Загадкой для нас была также интимная жизнь Алена. Порой нам казалось, что у него нет таковой вообще. Даже в нашей семье со всеми ее строгими нравами большинство мужчин, как говорили в старорежимные времена, очень любили женщин. А вот Ален, у которого секс, если можно так выразиться, не сходил с языка, явно не любил женщин. Мать его, афишировавшая прогрессивные идеи в области воспитания, как-то не удержалась и спросила меня, не думаю ли я, что Ален является гомосексуалистом. Нет, я не думал.
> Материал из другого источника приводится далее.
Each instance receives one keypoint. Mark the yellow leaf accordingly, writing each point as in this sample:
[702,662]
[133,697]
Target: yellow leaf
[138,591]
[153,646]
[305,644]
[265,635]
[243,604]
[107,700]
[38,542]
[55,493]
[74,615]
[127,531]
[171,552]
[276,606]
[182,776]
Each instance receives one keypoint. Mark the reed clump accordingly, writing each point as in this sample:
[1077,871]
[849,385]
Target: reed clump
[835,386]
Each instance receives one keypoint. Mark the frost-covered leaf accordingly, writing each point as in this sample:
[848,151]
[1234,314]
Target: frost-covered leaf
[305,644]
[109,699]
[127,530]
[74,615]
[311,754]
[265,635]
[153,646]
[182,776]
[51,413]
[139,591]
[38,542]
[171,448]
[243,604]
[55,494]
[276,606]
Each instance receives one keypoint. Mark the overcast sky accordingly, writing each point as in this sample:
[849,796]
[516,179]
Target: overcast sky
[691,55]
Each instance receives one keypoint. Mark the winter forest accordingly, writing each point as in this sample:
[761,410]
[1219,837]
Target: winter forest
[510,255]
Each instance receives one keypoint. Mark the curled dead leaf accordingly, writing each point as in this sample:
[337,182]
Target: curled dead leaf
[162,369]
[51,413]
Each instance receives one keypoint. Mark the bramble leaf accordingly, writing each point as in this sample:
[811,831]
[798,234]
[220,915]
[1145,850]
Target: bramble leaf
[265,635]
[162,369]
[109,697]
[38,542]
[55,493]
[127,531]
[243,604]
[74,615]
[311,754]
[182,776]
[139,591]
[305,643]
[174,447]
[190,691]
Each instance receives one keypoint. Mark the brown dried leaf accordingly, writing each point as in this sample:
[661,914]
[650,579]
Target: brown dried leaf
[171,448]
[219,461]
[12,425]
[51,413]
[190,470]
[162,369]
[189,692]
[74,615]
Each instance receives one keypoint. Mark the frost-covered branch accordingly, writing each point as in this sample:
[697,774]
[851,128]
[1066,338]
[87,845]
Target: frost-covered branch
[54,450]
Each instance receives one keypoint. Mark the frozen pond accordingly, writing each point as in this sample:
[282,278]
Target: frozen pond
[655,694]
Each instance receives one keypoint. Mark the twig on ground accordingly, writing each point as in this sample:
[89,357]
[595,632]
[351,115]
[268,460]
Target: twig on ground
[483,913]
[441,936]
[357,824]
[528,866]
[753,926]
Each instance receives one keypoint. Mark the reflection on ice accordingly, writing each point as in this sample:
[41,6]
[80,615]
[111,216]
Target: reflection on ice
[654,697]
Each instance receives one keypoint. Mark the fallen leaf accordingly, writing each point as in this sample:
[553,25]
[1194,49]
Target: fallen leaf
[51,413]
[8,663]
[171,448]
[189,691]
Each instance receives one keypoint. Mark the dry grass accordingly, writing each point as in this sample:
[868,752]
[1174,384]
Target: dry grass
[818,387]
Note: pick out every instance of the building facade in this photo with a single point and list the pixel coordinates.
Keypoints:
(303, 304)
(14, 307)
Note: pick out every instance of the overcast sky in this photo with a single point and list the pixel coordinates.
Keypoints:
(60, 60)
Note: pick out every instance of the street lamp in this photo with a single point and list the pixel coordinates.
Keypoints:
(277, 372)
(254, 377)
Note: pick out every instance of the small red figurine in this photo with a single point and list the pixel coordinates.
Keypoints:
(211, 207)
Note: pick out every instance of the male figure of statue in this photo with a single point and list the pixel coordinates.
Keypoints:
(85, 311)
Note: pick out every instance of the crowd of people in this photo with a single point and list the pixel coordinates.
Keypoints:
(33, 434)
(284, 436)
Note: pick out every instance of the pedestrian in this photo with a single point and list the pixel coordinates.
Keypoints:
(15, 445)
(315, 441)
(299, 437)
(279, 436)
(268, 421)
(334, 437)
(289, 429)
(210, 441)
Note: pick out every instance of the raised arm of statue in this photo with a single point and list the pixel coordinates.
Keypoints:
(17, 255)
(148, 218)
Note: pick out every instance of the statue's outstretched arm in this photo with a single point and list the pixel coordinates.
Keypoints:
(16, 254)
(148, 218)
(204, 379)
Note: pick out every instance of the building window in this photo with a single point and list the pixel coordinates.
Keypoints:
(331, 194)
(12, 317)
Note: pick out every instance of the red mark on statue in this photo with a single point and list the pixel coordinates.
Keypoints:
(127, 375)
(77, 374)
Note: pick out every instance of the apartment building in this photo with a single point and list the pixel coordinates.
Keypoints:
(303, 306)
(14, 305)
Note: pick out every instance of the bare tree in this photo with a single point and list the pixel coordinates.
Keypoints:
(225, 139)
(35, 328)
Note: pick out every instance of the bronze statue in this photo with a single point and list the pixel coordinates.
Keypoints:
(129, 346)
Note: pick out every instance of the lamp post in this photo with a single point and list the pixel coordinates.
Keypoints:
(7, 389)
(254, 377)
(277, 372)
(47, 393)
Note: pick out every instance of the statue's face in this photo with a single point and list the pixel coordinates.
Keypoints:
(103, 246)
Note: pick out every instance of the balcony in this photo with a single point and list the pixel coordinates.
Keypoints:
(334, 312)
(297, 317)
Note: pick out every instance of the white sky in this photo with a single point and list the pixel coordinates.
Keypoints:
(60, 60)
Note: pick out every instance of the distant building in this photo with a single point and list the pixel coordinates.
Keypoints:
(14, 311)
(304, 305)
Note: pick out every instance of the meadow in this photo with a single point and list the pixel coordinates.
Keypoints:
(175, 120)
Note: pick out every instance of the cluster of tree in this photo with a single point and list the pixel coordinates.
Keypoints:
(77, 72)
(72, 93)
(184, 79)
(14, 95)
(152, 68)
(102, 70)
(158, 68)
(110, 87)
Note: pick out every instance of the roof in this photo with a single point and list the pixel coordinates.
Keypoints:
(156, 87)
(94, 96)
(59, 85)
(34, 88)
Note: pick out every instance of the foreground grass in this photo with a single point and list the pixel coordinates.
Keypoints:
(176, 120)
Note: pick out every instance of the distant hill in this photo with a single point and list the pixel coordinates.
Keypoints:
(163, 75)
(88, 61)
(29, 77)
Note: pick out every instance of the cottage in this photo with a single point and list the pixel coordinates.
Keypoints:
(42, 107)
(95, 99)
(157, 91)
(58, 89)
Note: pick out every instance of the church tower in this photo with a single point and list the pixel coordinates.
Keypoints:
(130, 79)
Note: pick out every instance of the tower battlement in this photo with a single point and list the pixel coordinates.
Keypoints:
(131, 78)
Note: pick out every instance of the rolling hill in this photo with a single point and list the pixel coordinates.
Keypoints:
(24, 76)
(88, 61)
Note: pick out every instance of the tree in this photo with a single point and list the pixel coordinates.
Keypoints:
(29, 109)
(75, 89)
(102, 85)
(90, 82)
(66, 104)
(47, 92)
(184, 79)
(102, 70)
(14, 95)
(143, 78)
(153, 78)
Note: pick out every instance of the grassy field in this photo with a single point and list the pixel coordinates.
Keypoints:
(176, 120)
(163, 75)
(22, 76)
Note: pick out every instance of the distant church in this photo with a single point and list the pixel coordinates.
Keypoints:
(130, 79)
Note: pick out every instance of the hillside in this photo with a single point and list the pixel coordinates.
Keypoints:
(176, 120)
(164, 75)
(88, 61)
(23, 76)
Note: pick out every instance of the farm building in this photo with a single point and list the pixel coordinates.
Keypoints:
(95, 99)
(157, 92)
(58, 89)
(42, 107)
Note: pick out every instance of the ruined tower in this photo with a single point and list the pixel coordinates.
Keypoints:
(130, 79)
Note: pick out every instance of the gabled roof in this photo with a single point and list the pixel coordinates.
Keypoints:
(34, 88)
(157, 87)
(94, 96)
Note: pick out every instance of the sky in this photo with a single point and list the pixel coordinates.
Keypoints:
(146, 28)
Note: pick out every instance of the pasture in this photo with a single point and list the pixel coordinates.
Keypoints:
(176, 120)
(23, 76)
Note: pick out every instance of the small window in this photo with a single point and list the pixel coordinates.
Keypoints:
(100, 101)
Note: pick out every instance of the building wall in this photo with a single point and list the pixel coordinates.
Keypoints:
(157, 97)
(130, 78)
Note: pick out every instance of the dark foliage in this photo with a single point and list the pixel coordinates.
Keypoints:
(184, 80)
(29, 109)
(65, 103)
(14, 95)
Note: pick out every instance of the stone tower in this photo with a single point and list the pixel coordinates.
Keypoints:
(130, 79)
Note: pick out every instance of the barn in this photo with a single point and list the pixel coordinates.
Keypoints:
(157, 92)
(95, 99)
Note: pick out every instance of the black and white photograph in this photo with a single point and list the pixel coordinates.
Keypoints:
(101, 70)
Хотя в Алене и не было ничего от соблазнителя вроде знаменитого в свое время аргентинского дядюшки, или моего двоюродного брата Филиппа, или даже вроде дяди Поля в ту далекую пору, когда тетушка Габриэль упала в его объятия, он все же совсем не походил на классический тип гомосексуалиста, каким его описали в своих книгах Пруст и Андре Жид, на тот тип, черты которого мы находили кое в ком из далеких родственников нашей неисчерпаемой семьи. Я бы скорее сказал, что в Алене все, включая любовь и половое влечение, приобретало теоретический аспект. Странно, но, несмотря на бороду и длинные волосы, являвшиеся, по-видимому, своего рода реваншем, у Алена, как и у многих парней его возраста, идея естества, природы, находилась в таком же ослабленном состоянии, как и идея культуры. Что это: влияние машин и технического прогресса? Я не знаю. Но мы, проведшие всю жизнь среди условностей и притворства, наверняка были во многих отношениях ближе к природе, чем он. Ничто не приходило к нему как очевидная, неопровержимая данность. Все у него проверялось опытом, в ходе дискуссий, поскольку, не склонный к колебаниям, ибо он был категоричен и резок в суждениях, непредсказуемость он все же признавал. Взгляды и оценки нашего поколения долгое время оставались до тошноты предсказуемыми. О нем этого уже нельзя было сказать. В замкнутом мире, где мы жили, все было окружено барьерами. Для него же никогда не существовало ничего запретного, невозможного или святого.